< Nehemia 3 >
1 En Eljasib, de hogepriester, maakte zich op met zijn broederen, de priesteren, en zij bouwden de Schaapspoort; zij heiligden ze, en richtten haar deuren op; ja, zij heiligden ze tot aan den toren Mea, tot aan den toren Hananeel.
And Eliasiph, the greet preest, roos, and hise britheren, and prestis, and thei bildiden the yate of the floc; thei maden it stidfast; and settiden the yatis therof, and `til to the tour of an hundrid cubitis, thei maden it stidfast, `til to the tour of Ananehel.

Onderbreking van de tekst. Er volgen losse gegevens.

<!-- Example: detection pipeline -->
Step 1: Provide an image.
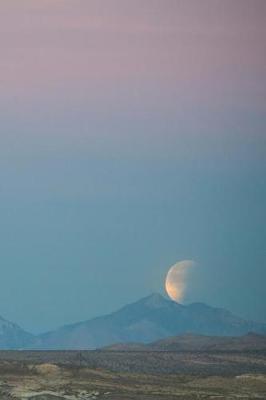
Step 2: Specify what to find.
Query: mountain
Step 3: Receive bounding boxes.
[0,317,34,349]
[31,294,266,349]
[102,332,266,352]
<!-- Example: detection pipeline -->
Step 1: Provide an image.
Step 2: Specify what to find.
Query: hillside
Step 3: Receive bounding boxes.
[31,294,266,349]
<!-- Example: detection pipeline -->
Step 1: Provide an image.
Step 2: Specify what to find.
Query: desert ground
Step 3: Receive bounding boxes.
[0,351,266,400]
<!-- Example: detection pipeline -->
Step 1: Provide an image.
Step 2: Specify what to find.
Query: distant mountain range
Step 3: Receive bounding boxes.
[0,294,266,350]
[102,333,266,352]
[0,317,35,349]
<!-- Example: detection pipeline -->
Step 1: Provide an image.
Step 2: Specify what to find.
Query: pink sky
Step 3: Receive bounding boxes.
[0,0,266,108]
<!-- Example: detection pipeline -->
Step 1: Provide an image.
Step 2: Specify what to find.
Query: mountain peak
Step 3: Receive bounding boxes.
[139,293,169,308]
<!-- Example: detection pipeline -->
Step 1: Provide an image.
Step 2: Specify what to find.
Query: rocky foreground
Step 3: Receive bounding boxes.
[0,351,266,400]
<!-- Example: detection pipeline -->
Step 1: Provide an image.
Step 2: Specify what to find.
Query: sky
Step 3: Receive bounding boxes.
[0,0,266,333]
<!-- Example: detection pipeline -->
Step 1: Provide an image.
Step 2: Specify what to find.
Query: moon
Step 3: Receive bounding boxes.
[165,260,195,302]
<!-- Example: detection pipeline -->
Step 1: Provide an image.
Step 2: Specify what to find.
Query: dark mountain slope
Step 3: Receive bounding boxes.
[30,294,266,349]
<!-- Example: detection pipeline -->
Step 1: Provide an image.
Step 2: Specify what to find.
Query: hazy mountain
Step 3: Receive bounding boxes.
[0,317,34,349]
[30,294,266,349]
[102,333,266,351]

2 En aan zijn hand bouwden de mannen van Jericho; ook bouwde aan zijn hand Zacchur, de zoon van Imri.
And bisidis hym the men of Jerico bildiden; and bisidis hem Zaccur, the sone of Amry, bildide.
3 De Vispoort nu bouwden de kinderen van Senaa; zij zolderden die, en richtten haar deuren op, met haar sloten en haar grendelen.
Forsothe the sones of Asamaa bildiden the yatis of fischis; thei hiliden it, and settiden the yatis therof, and lockis, and barris. And Marymuth, sone of Vrye, the sone of Accus, bildide bisidis hem.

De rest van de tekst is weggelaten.